Have A Sample In There?




I saw this gentleman sitting across from me at their airport.  He was speaking Castilian Spanish into a phone.  I was typing away on emails and answering buzzings from my phone. He began to walk over to the gate.  I noticed he eyed me once and twice and then he walked up and began talking.  He offered unfortunate news.  Apparently Shanghai was having a tornado.  "Is that right?"  "Yes."  "We’re not likely to be leaving any time soon, then." This was not what I wanted to hear.  I acknowledged this as pleasantly as I could. 

He continued to talk and I felt bad because he was standing and I was sitting.  All the seats around me were taken.  Eventually I stood up to continue the chat.  He was a wine merchant from Madrid.  This had an effect on me.  Suddenly I wanted very badly to sample some of his wares.  I looked around and considered the various restaurants in the Beijing Capital Airport.  No.  None of them would have anything like good wine.  I looked down at his carry on.  Might he have a sample in there?
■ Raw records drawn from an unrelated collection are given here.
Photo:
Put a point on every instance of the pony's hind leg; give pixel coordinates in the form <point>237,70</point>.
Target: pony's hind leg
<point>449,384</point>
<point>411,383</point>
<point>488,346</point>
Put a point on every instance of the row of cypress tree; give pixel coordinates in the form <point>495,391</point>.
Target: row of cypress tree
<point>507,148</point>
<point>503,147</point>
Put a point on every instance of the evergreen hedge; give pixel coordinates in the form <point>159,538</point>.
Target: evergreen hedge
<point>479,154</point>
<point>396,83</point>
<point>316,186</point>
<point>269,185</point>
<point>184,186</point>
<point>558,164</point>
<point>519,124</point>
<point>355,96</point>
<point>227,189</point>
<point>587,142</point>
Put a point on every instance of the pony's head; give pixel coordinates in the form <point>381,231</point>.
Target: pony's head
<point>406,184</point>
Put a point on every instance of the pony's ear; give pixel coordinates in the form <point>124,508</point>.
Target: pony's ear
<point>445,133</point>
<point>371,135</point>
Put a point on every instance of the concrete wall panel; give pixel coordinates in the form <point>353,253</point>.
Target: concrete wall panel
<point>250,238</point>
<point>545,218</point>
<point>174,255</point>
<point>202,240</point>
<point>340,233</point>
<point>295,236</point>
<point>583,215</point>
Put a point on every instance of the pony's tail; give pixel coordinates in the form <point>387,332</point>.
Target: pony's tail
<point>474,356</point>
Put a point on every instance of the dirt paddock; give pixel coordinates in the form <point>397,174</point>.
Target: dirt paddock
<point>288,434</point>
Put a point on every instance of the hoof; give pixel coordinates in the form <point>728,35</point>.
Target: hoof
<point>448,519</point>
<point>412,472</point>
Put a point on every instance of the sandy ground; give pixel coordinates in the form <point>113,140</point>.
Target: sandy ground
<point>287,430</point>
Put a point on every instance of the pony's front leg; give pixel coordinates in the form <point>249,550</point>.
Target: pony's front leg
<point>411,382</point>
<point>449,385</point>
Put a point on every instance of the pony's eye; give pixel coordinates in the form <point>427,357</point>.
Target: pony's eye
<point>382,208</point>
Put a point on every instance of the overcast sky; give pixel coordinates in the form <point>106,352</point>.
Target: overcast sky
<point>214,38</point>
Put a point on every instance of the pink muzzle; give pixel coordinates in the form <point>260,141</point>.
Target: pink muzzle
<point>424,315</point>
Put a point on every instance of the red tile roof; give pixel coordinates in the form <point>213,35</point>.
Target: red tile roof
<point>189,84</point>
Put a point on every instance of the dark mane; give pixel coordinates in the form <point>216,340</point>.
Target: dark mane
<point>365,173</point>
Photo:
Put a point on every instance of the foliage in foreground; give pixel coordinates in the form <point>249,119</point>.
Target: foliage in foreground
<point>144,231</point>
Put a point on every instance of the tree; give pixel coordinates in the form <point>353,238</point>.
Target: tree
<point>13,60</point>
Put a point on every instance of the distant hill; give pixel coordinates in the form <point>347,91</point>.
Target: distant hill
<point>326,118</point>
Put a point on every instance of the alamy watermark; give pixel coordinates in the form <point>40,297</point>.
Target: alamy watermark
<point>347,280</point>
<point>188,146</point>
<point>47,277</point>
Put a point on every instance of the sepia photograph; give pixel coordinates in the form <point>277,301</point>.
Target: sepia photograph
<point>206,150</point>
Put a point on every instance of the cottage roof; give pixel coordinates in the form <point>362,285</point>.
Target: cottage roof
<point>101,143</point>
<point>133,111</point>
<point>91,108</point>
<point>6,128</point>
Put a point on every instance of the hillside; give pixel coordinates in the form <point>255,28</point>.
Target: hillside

I struggled.  The fingers of work were pulling at me to return.  There were always another few emails I could get out.  I had stopped midway through writing a blog post.  But quickly it became clear that he was a thoughtful, cultured gentleman, about whom I could learn not only why it was that wine grown in Shandong would never likely mature the way wine in Australia or California had, but also that Seneca was from Cordoba and the architecture of Lima was much more interesting in his opinion, than that of Santiago.  More than once his eyes unexpectedly reminded me of a great friend of mine whom I rarely see any more and this, more than anything made me consistently abandon the impulse to say “well, I guess we’ll be stuck for a while.  I’ve work to do.  If you’ll excuse me.”
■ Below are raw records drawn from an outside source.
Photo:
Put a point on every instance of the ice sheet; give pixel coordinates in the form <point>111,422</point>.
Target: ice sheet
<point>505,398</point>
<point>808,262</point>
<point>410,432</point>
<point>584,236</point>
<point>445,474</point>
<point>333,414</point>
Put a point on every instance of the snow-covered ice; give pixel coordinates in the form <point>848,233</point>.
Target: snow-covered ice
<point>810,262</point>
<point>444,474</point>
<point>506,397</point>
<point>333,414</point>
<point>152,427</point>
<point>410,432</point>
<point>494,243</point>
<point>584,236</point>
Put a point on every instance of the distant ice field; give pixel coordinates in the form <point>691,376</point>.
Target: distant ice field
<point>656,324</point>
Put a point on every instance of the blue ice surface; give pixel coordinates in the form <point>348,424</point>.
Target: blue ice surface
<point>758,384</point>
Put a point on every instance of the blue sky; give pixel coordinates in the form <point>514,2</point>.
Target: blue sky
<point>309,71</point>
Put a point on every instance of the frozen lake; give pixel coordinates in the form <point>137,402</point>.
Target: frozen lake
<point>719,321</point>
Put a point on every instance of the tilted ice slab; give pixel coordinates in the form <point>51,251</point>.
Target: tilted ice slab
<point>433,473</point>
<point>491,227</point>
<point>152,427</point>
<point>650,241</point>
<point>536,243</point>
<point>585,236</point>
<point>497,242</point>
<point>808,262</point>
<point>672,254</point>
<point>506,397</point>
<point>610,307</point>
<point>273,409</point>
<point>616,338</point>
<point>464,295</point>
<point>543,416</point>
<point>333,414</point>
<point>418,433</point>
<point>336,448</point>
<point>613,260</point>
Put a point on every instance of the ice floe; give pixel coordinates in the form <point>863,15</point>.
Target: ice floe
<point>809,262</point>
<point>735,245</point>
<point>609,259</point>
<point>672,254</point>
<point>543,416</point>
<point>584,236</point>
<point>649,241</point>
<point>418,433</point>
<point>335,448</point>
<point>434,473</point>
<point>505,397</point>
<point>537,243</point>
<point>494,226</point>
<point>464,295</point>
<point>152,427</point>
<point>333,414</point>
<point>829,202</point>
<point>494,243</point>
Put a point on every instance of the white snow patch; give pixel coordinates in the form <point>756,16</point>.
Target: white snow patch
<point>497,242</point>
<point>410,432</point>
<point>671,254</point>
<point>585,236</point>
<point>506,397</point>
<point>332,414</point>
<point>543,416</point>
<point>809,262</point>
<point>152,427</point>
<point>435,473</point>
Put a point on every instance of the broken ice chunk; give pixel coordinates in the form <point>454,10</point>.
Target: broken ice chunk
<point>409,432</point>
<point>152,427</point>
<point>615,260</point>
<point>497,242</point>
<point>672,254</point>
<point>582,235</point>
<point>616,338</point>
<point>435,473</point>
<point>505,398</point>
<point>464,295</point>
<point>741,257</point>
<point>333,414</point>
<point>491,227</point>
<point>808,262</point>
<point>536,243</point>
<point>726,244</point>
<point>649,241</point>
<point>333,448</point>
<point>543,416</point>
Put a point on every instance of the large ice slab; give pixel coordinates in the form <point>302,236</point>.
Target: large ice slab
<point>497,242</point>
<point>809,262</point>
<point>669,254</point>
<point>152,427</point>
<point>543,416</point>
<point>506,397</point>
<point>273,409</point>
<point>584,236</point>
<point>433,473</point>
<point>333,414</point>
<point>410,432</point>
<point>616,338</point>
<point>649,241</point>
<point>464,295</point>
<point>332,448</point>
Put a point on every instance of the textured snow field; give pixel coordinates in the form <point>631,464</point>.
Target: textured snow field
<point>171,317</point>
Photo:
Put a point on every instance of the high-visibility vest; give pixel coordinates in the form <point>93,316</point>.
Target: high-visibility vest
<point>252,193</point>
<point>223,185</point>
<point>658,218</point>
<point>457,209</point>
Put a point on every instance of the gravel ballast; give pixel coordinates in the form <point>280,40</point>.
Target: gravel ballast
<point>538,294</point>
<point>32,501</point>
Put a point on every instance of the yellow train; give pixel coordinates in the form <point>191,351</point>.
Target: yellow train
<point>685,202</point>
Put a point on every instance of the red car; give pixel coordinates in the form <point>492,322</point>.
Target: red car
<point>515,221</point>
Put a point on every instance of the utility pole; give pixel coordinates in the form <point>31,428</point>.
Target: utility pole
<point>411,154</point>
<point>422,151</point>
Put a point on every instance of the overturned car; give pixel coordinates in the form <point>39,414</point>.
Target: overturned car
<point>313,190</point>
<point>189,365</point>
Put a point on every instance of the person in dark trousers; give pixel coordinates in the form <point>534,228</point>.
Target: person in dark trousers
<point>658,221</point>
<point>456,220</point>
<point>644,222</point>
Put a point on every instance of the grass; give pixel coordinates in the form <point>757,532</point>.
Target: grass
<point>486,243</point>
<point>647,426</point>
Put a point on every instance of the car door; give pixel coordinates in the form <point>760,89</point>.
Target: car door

And as often happens, he revealed an almost talismanic admiration for China.  China was ascendant.  China would be running things soon.  The U.S. was being eclipsed.  They are building out and taking over Africa, that’s for sure.  I understand and subscribe to a variant of this thinking.  But it is striking rarely people factor in China’s fragility.  I think older Chinese all know.  Older Chinese know that things can turn, quickly, horribly.  And that while we all hope this is the ascendant period of a glorious four-hundred-year dynasty there is nothing certain about this.  People imagine China ruling other places, when they are still trying to figure out their domestic stability as well as the improvement of their grape cultivation.